Brooking, the FA's director of football development, will work closely with the Italian in a bid to boost the skills of homegrown coaches in the coming years and the 61-year-old is hopeful that will lead to an end to imported bosses.

Capello is the second foreign-born coach employed by the FA, after Sven-Goran Eriksson.

Eriksson's departure in 2006 led to the appointment of Steve McClaren, who had worked as the Swede's assistant alongside his day job as Middlesbrough boss, but he was sacked after failing to qualify for Euro 2008.

Despite that, Brooking is still eager to recruit and groom English coaches in the future.

"I think longer term, after Fabio, we'd like to go English," the FA's director of football development told BBC Radio 5 live.

"We want to create a spell where we appoint English coaches and Fabio can help us enormously to bridge that gap and help that transition.

"We've got a short-term priority of the qualifying games but over the next couple of years the National Football Centre will hopefully be built, and that's going to be the hub site for the future development of English coaches."

Brooking, who was a key member of the FA group that opted to retain the services of Capello when his future was in doubt, said the former AC Milan and Real Madrid coach was as disappointed as everyone else after England's 4-1 humbling at the hands of Germany in the second round of the World Cup.

"We were all stunned at how poor we were," said Brooking.

"We reflected on it, as he did.

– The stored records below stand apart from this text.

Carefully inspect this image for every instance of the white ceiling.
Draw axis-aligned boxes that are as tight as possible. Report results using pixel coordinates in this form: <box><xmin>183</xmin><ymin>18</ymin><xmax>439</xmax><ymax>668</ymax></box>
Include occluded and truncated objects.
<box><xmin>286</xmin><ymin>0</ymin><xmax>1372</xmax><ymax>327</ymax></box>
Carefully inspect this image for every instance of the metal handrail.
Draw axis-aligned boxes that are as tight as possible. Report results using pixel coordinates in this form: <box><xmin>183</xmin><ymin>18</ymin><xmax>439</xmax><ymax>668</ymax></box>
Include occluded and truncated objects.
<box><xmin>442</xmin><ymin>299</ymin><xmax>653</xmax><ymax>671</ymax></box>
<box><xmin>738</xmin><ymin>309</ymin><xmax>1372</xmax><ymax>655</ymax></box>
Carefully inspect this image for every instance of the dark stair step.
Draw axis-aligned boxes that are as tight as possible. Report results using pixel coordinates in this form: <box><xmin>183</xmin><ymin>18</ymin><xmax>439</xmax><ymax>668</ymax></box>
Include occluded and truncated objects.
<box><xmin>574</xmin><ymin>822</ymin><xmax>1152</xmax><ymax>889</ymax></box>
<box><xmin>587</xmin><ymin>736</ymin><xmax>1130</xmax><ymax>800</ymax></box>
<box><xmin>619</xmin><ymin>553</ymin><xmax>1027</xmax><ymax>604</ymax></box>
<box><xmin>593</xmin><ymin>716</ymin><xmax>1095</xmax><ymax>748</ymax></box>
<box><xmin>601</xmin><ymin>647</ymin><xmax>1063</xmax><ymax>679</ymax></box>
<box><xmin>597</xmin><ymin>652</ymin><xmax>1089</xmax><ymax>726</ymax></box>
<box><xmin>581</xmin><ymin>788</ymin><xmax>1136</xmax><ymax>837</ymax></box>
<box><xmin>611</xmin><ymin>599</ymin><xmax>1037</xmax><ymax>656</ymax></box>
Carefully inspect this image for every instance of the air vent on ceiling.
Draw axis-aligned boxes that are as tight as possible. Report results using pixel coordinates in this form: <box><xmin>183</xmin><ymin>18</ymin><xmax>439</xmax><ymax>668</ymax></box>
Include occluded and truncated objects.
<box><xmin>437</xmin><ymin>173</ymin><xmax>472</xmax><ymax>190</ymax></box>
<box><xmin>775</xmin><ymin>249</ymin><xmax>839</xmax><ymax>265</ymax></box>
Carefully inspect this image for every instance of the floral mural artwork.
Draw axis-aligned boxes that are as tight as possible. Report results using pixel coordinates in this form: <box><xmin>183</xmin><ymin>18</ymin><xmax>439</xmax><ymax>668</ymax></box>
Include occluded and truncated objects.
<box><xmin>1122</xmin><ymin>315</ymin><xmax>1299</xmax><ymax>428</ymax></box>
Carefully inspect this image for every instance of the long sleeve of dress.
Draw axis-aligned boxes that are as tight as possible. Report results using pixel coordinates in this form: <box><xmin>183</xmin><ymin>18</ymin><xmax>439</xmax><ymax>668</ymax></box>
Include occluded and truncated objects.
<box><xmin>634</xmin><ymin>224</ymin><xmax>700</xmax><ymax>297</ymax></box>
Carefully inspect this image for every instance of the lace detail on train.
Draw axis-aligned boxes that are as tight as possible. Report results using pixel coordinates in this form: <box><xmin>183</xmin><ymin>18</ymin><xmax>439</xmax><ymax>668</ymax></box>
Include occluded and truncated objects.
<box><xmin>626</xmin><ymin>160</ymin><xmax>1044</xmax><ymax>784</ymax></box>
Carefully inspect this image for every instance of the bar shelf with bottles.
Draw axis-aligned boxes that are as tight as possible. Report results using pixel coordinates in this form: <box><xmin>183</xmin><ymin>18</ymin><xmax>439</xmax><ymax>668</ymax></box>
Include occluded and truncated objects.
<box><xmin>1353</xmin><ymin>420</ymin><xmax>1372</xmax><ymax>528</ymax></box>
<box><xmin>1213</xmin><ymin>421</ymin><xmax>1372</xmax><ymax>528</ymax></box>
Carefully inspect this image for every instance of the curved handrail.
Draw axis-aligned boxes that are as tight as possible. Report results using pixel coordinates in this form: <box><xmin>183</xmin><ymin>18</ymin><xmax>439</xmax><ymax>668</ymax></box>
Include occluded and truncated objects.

From a pride point of view he was hugely disappointed - but he wanted to try to do better and help rebuild."

Despite talking positively about the key results from the post-World Cup review process, Brooking also suggested the current economic climate would not make things easy to improve in the immediate future.

"It's important to have someone experienced in now for the next couple of years because the next two, four, six years are going to be a challenge for whoever's managing the team.

"The review, I'm hoping, is to look at budgets because the shame is that we're doing this at a time which is tough for the FA from an economic point of view.

"I accept that the financial environment is tough, but there's no doubt that Spain, Germany and Holland - who were the three European semi-finalists at the World Cup - invested in coaching and player development as a priority in the last decade, and they are probably reaping the benefits now."